Radio Show

Saints for the School Year: Holy Men and Women to Accompany Teachers With Amy Cattapan

Many students and teachers are on spring break this time of year, and Father Dave welcomes middle school teacher and author Amy Cattapan to discuss her new book, “A Saint Squad for Teachers: 45 Heavenly Friends to Carry You through the School Year.”

Amy notes the struggles that many teachers face, and discusses her own times of burnout throughout the pandemic. “It’s still been very challenging as a teacher, even post- pandemic. We’re still dealing with the fallout, the polarization of our society, and how our culture has changed. I kept thinking, what else can I do?” 

She began to read more books about saints and says, “I was really surprised to find out how many of them were teachers, either for their whole career or part of their career. I had no idea how many patron saints there were of Catholic schools, school children, education of the poor,  catechists, and university professors. They each have something to share that I think can really benefit us.”

LISTEN: Top 10 Tips for Catechists This School Year With Joe Paprocki

Amy compiled her favorite saints and strives to tell their stories in an accessible way. “I’ve been told my writing style is very easy to follow; I teach middle school. You have to word things in a way that’s going to engage your readers and keep their attention,” Amy says. “The biographies of the saints are short. You could spend five minutes every morning reading through a saint and the reflection that I give on that saint’s life, and what we can take from it.”

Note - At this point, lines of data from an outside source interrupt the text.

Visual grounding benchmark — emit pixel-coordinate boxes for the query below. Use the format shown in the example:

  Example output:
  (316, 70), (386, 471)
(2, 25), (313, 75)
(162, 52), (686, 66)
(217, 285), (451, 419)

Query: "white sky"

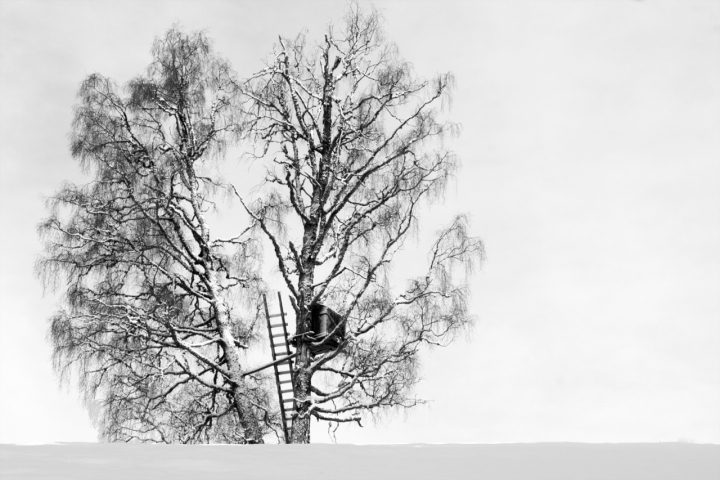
(0, 0), (720, 443)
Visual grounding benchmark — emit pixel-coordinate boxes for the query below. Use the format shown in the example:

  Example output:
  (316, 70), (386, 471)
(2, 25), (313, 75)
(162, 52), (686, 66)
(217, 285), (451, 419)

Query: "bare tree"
(38, 28), (278, 443)
(241, 5), (483, 443)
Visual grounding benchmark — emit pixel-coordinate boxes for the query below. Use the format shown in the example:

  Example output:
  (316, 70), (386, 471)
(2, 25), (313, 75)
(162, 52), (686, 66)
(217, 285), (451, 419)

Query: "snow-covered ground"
(0, 443), (720, 480)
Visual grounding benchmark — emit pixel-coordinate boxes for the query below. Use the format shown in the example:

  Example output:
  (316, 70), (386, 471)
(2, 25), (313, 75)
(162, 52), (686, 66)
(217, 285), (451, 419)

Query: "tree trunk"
(290, 343), (311, 443)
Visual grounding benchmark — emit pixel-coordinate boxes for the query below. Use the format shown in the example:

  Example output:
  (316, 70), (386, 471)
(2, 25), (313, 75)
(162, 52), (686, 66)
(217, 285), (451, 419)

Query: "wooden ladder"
(263, 292), (295, 443)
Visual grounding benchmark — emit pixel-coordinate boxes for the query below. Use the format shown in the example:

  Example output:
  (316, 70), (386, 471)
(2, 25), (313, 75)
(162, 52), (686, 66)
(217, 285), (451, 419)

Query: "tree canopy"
(38, 5), (483, 443)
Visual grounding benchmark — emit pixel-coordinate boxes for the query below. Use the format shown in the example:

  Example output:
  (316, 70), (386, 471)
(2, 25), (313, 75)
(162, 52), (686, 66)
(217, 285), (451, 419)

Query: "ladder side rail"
(263, 294), (289, 443)
(278, 292), (292, 356)
(278, 292), (295, 386)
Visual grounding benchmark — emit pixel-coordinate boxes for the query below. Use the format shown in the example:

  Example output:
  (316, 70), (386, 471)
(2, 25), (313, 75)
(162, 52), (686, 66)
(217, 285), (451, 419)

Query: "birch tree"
(241, 5), (483, 443)
(38, 28), (278, 443)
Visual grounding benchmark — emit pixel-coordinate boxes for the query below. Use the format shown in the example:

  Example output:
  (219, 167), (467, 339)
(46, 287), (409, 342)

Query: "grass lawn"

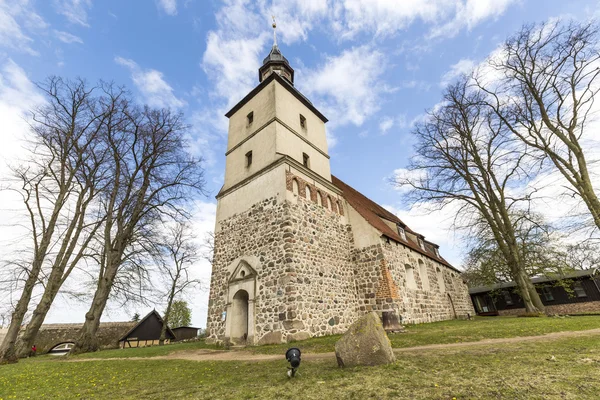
(0, 335), (600, 400)
(68, 341), (223, 359)
(250, 315), (600, 354)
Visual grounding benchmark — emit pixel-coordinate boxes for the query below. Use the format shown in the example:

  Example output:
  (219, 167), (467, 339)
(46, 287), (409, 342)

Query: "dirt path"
(69, 328), (600, 362)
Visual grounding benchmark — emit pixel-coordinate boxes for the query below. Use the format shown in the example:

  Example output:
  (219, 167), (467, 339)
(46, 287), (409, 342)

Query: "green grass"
(69, 340), (223, 359)
(250, 315), (600, 354)
(0, 336), (600, 400)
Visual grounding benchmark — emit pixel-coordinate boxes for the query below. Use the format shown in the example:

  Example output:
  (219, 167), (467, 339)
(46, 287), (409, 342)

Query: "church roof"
(263, 44), (290, 65)
(225, 74), (327, 122)
(331, 175), (461, 272)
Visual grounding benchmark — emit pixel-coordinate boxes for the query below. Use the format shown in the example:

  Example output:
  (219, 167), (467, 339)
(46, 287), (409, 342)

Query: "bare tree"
(17, 81), (127, 357)
(476, 22), (600, 233)
(72, 106), (204, 353)
(464, 213), (594, 286)
(159, 222), (201, 346)
(0, 77), (109, 363)
(395, 77), (544, 312)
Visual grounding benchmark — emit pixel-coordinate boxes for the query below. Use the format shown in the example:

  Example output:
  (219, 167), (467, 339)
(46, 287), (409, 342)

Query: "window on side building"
(396, 224), (406, 240)
(404, 264), (417, 289)
(435, 267), (446, 293)
(542, 286), (554, 301)
(502, 290), (513, 306)
(573, 281), (587, 297)
(302, 153), (310, 168)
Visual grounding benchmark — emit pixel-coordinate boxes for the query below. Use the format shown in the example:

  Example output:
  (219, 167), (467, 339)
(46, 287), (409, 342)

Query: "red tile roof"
(331, 175), (460, 272)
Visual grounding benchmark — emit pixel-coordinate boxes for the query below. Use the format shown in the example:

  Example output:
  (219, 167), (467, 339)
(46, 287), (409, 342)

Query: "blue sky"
(0, 0), (600, 326)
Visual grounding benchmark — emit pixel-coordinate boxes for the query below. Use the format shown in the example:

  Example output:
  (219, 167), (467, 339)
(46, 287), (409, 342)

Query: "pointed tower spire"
(258, 15), (294, 85)
(271, 15), (277, 47)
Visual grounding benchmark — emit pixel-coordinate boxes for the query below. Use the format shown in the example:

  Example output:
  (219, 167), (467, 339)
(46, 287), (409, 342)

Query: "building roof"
(331, 175), (461, 273)
(119, 310), (175, 342)
(469, 268), (600, 294)
(225, 74), (328, 122)
(171, 326), (200, 331)
(263, 44), (290, 66)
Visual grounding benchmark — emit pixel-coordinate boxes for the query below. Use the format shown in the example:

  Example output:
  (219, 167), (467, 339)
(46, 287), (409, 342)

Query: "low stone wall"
(35, 322), (135, 354)
(498, 301), (600, 315)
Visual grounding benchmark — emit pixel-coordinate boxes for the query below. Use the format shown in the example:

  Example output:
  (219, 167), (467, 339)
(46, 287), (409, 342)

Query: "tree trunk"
(0, 255), (48, 364)
(158, 302), (171, 346)
(70, 264), (118, 354)
(16, 270), (62, 358)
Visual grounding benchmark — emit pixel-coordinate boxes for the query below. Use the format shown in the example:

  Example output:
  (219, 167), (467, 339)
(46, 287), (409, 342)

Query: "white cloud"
(430, 0), (517, 37)
(331, 0), (517, 38)
(0, 59), (44, 266)
(156, 0), (177, 16)
(440, 58), (475, 87)
(54, 0), (92, 28)
(54, 30), (83, 44)
(0, 0), (48, 55)
(202, 32), (267, 107)
(379, 114), (408, 135)
(300, 46), (388, 126)
(379, 117), (394, 134)
(115, 57), (185, 108)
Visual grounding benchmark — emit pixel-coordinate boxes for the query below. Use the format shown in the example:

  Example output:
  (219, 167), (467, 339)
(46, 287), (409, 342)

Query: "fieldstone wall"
(28, 322), (135, 354)
(498, 301), (600, 315)
(207, 196), (356, 344)
(382, 241), (475, 324)
(353, 240), (474, 323)
(207, 172), (474, 344)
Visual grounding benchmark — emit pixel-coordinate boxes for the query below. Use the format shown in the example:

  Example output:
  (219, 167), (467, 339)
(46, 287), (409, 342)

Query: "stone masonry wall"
(353, 240), (474, 323)
(27, 322), (135, 354)
(382, 241), (474, 324)
(207, 173), (474, 344)
(498, 301), (600, 315)
(207, 192), (356, 343)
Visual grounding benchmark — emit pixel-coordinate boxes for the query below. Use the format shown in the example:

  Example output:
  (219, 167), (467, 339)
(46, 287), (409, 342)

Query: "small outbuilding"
(119, 310), (175, 349)
(171, 326), (200, 341)
(469, 268), (600, 316)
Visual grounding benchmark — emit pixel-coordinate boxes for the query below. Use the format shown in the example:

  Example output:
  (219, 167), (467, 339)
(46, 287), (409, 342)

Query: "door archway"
(231, 289), (249, 343)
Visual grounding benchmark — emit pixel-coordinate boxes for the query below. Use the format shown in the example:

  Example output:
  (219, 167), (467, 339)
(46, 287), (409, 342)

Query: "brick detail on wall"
(375, 260), (400, 299)
(498, 301), (600, 315)
(285, 171), (344, 215)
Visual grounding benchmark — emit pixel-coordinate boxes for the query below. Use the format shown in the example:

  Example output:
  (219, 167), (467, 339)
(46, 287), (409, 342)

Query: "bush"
(517, 312), (546, 318)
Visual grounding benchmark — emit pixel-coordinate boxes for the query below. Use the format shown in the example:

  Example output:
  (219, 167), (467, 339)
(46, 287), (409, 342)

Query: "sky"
(0, 0), (600, 327)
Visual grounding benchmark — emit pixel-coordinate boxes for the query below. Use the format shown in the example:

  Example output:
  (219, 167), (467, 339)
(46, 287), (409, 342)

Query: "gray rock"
(335, 312), (396, 367)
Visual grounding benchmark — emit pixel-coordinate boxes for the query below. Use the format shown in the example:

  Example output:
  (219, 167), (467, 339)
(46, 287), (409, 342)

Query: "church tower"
(207, 22), (354, 344)
(207, 22), (473, 345)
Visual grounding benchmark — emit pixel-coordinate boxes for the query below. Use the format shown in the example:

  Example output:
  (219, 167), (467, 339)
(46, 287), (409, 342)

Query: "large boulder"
(335, 312), (396, 367)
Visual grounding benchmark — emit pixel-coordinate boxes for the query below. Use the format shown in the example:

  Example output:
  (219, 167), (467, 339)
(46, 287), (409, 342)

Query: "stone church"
(207, 37), (473, 344)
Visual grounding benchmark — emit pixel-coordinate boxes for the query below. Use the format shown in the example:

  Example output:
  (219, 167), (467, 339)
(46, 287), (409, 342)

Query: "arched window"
(404, 264), (417, 289)
(419, 260), (429, 290)
(435, 267), (446, 293)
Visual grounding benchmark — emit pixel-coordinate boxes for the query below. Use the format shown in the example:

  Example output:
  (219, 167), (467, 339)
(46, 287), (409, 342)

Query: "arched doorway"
(231, 289), (249, 343)
(448, 293), (458, 319)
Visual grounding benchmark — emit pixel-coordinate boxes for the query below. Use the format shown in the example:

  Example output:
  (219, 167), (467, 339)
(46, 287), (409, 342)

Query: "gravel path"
(68, 328), (600, 362)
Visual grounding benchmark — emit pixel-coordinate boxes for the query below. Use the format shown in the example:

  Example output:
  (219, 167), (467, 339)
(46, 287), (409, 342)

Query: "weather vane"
(271, 15), (277, 46)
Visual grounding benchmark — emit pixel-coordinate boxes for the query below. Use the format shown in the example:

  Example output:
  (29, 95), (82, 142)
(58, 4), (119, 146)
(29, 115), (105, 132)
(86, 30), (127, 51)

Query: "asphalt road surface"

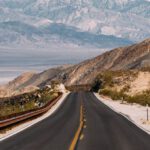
(0, 92), (150, 150)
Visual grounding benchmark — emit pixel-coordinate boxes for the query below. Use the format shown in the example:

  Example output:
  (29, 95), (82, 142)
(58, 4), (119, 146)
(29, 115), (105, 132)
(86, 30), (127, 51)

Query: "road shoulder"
(94, 93), (150, 134)
(0, 93), (69, 141)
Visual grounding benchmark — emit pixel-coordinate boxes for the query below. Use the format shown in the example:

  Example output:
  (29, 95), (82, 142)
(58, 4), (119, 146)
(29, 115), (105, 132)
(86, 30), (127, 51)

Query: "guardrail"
(0, 93), (62, 128)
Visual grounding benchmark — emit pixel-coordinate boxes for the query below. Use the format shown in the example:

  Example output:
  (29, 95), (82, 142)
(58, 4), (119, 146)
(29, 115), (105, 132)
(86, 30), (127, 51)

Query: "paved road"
(77, 93), (150, 150)
(0, 93), (81, 150)
(0, 92), (150, 150)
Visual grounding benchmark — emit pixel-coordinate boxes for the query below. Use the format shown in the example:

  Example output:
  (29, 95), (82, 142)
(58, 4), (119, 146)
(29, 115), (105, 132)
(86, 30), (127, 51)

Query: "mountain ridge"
(1, 39), (150, 97)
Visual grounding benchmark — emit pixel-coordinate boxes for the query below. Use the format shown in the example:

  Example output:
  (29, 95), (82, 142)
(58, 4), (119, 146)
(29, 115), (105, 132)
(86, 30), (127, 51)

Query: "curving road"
(0, 92), (150, 150)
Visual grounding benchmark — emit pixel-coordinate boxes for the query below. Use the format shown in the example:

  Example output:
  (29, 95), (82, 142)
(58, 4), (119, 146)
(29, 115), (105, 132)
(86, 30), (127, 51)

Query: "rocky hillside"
(0, 39), (150, 96)
(57, 39), (150, 85)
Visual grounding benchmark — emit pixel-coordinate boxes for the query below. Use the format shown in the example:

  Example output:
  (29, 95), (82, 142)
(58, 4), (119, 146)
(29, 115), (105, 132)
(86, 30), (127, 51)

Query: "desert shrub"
(99, 89), (150, 106)
(99, 89), (128, 100)
(0, 88), (58, 117)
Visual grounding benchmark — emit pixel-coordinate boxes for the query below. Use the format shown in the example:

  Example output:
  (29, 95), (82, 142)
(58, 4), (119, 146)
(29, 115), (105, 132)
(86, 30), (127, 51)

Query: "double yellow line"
(69, 105), (84, 150)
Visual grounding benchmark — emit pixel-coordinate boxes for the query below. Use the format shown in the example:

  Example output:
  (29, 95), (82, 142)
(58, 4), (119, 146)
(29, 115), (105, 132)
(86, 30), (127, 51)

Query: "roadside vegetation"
(0, 87), (58, 119)
(93, 68), (150, 106)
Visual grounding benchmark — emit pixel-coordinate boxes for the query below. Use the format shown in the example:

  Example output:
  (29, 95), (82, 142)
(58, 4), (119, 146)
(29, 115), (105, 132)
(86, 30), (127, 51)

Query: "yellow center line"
(69, 105), (84, 150)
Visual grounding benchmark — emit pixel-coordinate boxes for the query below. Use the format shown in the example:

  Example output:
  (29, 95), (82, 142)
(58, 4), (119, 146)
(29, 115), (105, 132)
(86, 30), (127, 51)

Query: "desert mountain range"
(0, 39), (150, 97)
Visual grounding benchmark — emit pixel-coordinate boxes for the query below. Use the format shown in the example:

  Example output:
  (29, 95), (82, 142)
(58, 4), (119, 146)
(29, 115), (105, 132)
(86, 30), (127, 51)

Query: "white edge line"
(0, 93), (69, 142)
(94, 93), (150, 135)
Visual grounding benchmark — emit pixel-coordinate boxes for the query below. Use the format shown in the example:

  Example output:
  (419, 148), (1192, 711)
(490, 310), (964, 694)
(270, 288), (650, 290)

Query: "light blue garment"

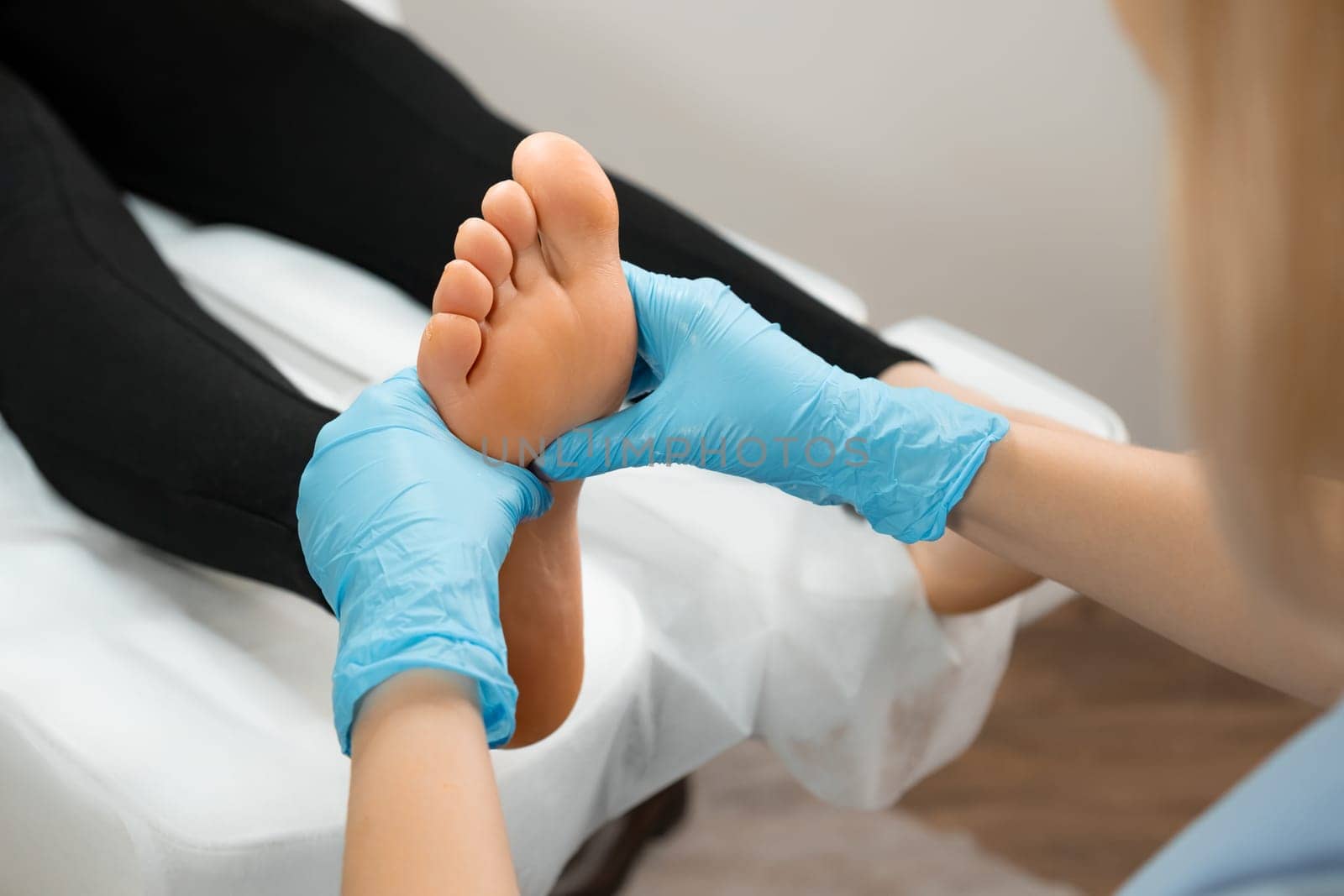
(297, 368), (551, 753)
(1120, 704), (1344, 896)
(539, 265), (1008, 542)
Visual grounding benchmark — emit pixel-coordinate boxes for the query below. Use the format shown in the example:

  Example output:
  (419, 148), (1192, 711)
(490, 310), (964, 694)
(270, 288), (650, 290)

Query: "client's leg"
(0, 67), (333, 600)
(0, 0), (1037, 617)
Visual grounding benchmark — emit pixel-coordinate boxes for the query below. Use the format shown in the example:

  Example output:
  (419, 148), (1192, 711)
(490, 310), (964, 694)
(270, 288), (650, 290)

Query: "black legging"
(0, 0), (911, 607)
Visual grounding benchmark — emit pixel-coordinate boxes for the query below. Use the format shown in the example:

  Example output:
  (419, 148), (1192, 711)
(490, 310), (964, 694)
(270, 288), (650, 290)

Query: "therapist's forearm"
(949, 425), (1344, 704)
(341, 670), (517, 896)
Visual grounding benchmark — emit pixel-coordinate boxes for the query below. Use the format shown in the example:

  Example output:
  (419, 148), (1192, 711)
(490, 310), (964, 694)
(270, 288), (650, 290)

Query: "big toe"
(415, 314), (482, 418)
(513, 133), (621, 280)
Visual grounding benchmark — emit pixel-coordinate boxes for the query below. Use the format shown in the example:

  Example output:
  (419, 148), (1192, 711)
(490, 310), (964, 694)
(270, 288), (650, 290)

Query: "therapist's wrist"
(351, 669), (486, 757)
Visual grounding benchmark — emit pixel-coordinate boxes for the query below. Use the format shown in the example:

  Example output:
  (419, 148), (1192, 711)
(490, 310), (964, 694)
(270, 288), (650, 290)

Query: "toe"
(453, 217), (513, 286)
(481, 180), (546, 289)
(513, 133), (620, 280)
(432, 258), (495, 321)
(415, 314), (481, 418)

“There are saints in there that were students, catechists, and parents. So anyone who does any kind of educating, evangelizing, and working with young people, I think can find something in there to appeal to them,” she continues.

Amy highlights one of her favorite saints in the book, Mother Frances Xavier Cabrini. She references the new movie about Mother Cabrini’s life and says, “I’m hearing from people who are seeing it and are wanting to go learn more about her…A lot of people don’t know she started as a public school teacher. She wanted to be a nun, but had poor health from the time that she was very young. She was actually rejected from a couple of convents because of her health issues, so she decided to become a teacher instead and got her Italian public school teacher license.”

“[Mother Cabrini] was so good with the kids,” Amy continues. “She had a very gentle yet firm style that other people started taking notice of her, including her own pastor who said, ‘Hey, you’ve got some great organizational skills here. We’ve got an orphanage nearby that’s in desperate need of some new leadership. Can you come over and fix the orphanage?’ So she started coming in as the fixer upper; when schools or orphanages needed a good leader, she would come in.”

LISTEN: Bringing Mother Cabrini’s Story to the Big Screen With Screenwriter Rod Barr

Another saint Amy highlights is Saint Thomas Aquinas. She says, “Thomas Aquinas was known as being a very quiet student, so much so that he was given the nickname ‘the dumb ox.’ They thought he was quiet because he wasn’t very bright. They discovered that once he started preaching, he was actually very bright and very good at preaching. Suddenly [they said], ‘Where did he come from?’”

Amy details how she also was a quiet student and had a similar experience in college after giving a presentation. “The feedback I got from all my classmates was, ‘Where has this girl been all semester? She was so quiet, I didn’t even know she was in the room. Why doesn’t she speak up more?’ So when I read about Thomas Aquinas being so quiet in his class and then suddenly surprising everybody, I’m like, now this is another saint I can relate to.”